Scene/Object Recognition (SOR) is a module within f2’s Image Recognition Suite. It’s designed to match virtually any solid object with distinguishing features against a database containing such objects and return the closest matches. It works similar to f2’s face and tattoo matching, i.e. a probe image is copied in and encoded using f2’s algorithms to produce a unique digital array which is then compared with all available images in the database. A key feature of SOR is its ability to identify objects which are a part of a larger object, often due to something else in front of it partly concealing it.
f2 has included a scene recognition module for some time now. However this was designed to match relatively large images, for example – rooms. Yet, there remained a clear need for object matching and a prototype module was developed for this. The experience gained emphasized that with minor modifications, such as image enhancement, the two modules could be combined into one.
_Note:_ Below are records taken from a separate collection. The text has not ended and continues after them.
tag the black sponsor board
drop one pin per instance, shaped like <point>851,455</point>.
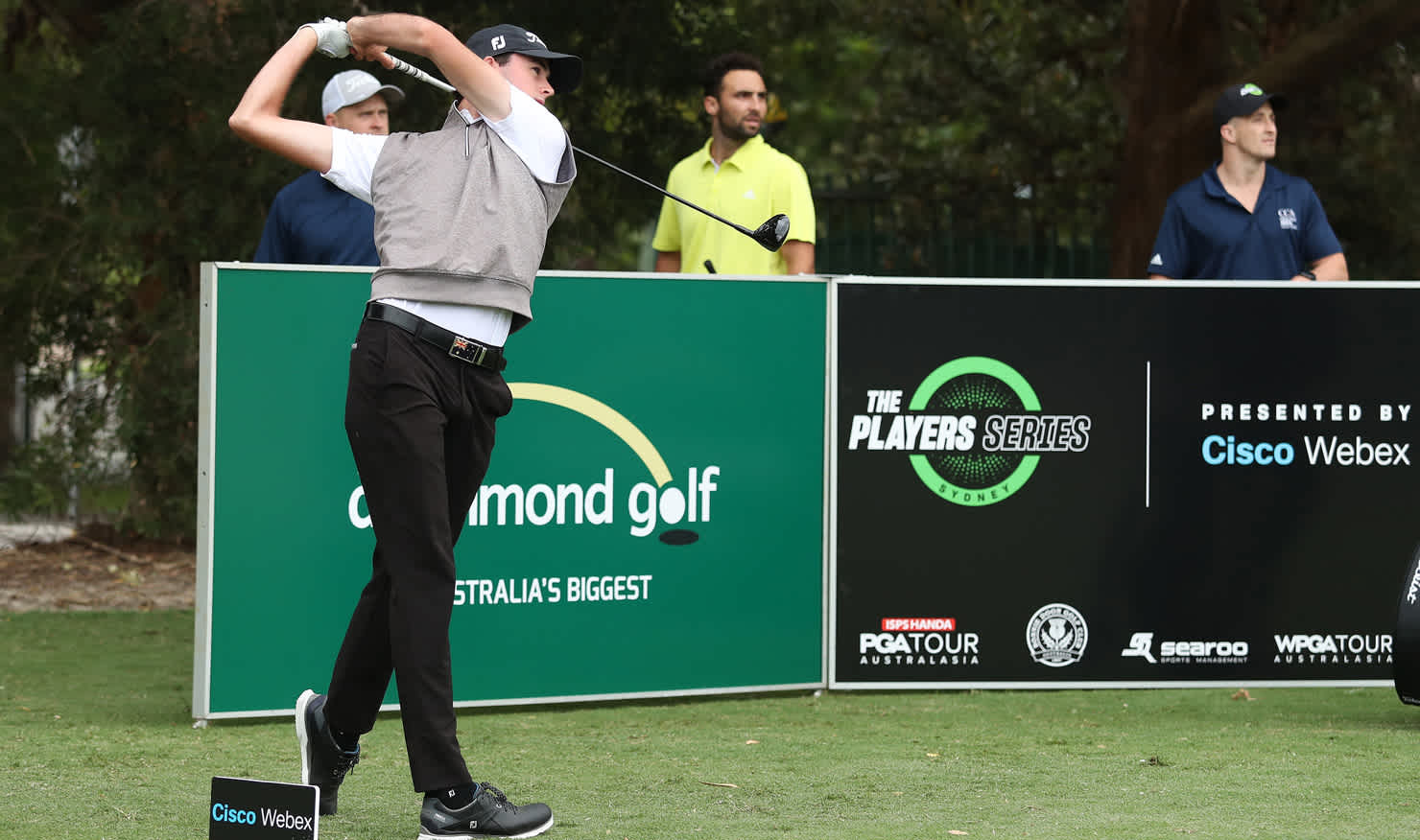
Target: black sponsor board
<point>1121,482</point>
<point>253,809</point>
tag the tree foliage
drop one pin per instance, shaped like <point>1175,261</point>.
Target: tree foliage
<point>963,115</point>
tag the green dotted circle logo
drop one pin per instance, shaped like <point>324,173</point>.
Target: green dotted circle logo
<point>975,385</point>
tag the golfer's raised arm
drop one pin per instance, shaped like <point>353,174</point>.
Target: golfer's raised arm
<point>257,118</point>
<point>478,82</point>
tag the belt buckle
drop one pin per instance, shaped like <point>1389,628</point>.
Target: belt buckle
<point>467,351</point>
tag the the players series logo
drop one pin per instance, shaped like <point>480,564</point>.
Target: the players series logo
<point>973,431</point>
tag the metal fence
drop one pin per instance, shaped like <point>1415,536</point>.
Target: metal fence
<point>864,233</point>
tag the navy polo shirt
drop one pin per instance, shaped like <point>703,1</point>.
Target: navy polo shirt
<point>1207,234</point>
<point>316,223</point>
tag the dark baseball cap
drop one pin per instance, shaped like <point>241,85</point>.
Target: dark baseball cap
<point>1242,101</point>
<point>567,70</point>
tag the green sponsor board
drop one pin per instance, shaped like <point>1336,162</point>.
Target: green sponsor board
<point>652,523</point>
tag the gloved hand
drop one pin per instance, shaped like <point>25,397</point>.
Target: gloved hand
<point>331,37</point>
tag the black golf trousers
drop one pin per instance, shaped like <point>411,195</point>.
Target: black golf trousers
<point>420,428</point>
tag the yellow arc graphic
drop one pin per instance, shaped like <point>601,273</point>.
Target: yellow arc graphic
<point>614,420</point>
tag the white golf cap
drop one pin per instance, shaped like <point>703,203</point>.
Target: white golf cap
<point>354,87</point>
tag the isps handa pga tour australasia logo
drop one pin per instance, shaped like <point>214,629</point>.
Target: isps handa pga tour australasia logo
<point>973,431</point>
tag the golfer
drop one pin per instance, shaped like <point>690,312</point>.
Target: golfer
<point>461,224</point>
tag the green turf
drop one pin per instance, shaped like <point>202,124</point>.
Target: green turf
<point>97,742</point>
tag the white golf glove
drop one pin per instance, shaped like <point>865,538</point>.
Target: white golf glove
<point>331,37</point>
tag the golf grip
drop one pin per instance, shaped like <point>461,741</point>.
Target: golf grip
<point>411,70</point>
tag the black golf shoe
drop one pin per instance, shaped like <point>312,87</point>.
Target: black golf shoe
<point>488,815</point>
<point>322,762</point>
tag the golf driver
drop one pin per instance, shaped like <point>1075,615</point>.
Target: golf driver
<point>769,234</point>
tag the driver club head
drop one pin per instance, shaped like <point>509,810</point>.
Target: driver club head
<point>772,233</point>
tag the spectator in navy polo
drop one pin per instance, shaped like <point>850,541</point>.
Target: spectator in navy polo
<point>1244,219</point>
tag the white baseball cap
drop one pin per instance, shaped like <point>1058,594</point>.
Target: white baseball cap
<point>354,87</point>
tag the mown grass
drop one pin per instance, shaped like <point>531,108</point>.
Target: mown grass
<point>97,742</point>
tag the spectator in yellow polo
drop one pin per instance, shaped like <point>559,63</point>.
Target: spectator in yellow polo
<point>739,176</point>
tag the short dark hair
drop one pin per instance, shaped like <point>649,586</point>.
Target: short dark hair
<point>722,64</point>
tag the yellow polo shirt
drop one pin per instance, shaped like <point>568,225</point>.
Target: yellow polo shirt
<point>748,188</point>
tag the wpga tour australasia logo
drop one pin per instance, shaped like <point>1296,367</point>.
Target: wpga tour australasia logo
<point>973,431</point>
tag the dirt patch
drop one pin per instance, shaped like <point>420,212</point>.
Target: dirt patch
<point>88,573</point>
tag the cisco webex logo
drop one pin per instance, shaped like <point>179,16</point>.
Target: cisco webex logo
<point>973,431</point>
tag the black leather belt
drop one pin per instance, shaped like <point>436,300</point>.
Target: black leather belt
<point>464,349</point>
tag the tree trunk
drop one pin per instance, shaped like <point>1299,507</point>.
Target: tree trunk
<point>1174,50</point>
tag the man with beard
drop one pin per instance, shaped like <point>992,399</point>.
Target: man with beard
<point>740,176</point>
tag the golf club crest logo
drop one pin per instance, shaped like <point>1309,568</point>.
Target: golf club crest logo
<point>973,431</point>
<point>1056,636</point>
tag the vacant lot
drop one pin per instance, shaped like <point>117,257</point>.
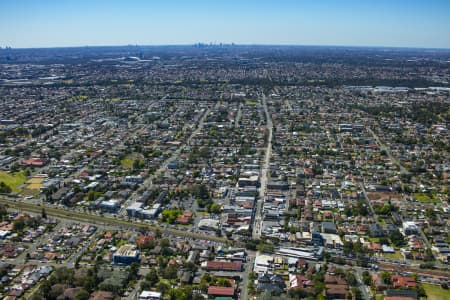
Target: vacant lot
<point>13,180</point>
<point>35,183</point>
<point>426,198</point>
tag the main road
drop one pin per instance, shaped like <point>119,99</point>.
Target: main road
<point>102,220</point>
<point>257,223</point>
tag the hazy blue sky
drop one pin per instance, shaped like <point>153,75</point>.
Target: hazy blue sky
<point>405,23</point>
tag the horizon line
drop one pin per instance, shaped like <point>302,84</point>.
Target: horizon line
<point>215,44</point>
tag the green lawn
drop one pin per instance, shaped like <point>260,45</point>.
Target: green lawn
<point>397,255</point>
<point>13,180</point>
<point>435,292</point>
<point>426,198</point>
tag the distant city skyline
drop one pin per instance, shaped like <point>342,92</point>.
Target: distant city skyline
<point>381,23</point>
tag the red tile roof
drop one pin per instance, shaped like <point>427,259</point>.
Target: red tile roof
<point>221,291</point>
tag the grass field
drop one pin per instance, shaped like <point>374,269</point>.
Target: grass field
<point>426,198</point>
<point>34,183</point>
<point>13,180</point>
<point>435,292</point>
<point>251,102</point>
<point>397,255</point>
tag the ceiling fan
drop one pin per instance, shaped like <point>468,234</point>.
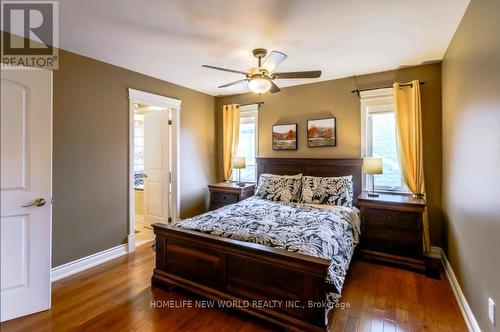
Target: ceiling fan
<point>261,79</point>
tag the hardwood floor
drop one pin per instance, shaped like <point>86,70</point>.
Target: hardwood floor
<point>117,296</point>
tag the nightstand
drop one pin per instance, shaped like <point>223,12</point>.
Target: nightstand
<point>225,193</point>
<point>391,229</point>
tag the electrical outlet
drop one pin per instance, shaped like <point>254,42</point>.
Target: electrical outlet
<point>491,310</point>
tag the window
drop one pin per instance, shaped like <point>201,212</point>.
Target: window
<point>139,151</point>
<point>379,139</point>
<point>247,144</point>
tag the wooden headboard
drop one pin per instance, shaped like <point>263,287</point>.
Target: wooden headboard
<point>314,167</point>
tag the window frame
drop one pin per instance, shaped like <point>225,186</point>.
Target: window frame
<point>375,101</point>
<point>250,111</point>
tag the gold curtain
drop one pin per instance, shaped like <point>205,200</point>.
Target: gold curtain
<point>231,131</point>
<point>408,111</point>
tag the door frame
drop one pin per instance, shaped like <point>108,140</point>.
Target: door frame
<point>174,105</point>
<point>49,199</point>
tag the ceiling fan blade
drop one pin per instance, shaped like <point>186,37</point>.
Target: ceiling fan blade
<point>274,87</point>
<point>298,74</point>
<point>234,83</point>
<point>273,60</point>
<point>224,69</point>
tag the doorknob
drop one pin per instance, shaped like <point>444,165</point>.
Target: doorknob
<point>36,202</point>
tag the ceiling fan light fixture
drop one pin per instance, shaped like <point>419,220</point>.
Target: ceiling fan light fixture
<point>259,85</point>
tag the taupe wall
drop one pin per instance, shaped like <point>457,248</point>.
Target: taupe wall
<point>90,209</point>
<point>471,156</point>
<point>309,101</point>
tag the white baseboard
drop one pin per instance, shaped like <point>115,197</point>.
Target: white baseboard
<point>436,252</point>
<point>131,242</point>
<point>470,320</point>
<point>65,270</point>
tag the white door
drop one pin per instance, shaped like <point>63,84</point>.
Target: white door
<point>156,167</point>
<point>26,177</point>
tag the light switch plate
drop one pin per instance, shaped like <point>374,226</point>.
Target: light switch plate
<point>491,310</point>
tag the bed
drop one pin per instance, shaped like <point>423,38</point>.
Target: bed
<point>253,253</point>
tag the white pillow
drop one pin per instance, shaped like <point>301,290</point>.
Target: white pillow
<point>279,188</point>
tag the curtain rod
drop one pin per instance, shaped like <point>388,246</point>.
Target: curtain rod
<point>254,103</point>
<point>383,87</point>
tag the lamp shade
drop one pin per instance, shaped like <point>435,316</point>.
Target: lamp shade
<point>373,165</point>
<point>239,163</point>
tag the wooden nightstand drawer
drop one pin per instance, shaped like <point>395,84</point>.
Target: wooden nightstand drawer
<point>225,193</point>
<point>391,229</point>
<point>393,218</point>
<point>224,198</point>
<point>393,241</point>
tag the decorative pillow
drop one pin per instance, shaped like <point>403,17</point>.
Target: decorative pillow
<point>279,188</point>
<point>327,190</point>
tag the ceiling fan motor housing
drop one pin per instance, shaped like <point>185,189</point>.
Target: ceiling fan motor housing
<point>259,52</point>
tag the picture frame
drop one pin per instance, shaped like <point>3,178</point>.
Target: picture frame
<point>322,132</point>
<point>284,137</point>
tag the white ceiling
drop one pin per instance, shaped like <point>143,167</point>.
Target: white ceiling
<point>171,39</point>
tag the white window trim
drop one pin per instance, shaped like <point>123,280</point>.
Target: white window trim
<point>252,110</point>
<point>378,100</point>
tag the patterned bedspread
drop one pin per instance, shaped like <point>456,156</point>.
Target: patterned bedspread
<point>330,233</point>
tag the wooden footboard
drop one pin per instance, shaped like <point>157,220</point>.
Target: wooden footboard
<point>282,287</point>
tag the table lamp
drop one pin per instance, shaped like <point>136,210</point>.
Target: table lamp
<point>239,164</point>
<point>373,165</point>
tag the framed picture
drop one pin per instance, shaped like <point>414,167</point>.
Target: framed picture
<point>321,132</point>
<point>285,137</point>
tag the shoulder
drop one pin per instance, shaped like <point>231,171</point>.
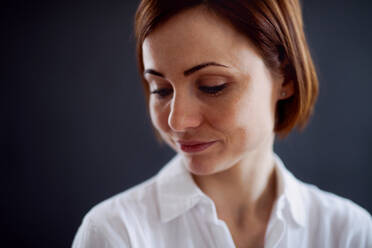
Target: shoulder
<point>112,222</point>
<point>340,218</point>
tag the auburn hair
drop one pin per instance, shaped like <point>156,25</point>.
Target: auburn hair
<point>275,27</point>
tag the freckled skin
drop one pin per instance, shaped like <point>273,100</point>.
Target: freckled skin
<point>240,118</point>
SOR can process images from any source, including photos stored on PCs, and in the Cloud. It can process very large volumes of images even if they’re significantly obscured).
There’s no practical limit to the size of database that SOR can work with, subject to an appropriate hardware configuration.
- Ability to match objects in static images, video files, Cloud, and website images
- Ability to identify partially concealed objects
- Being able to link scenes with the same object in them
- Being able to optionally filter searches by dominant color, and text description if present
SOR does not actually match an image against other images; it matches a numeric string called an encode array describing the characteristics of an image against a database of encode arrays describing images. This increases speed, accuracy and minimizes the space required.
Within SOR the primary entity is the crime scene, i.e. a still shot or video frame. SOR analyzes the image to find multiple areas with strong contrasting features and transforms the characteristics of these mathematically into an encode array that uniquely identifies the image. The encode arrays for all the images in the database are in a master database in server memory.
(SOR comes with small sample databases of images to match against, so it can be tested immediately after installation).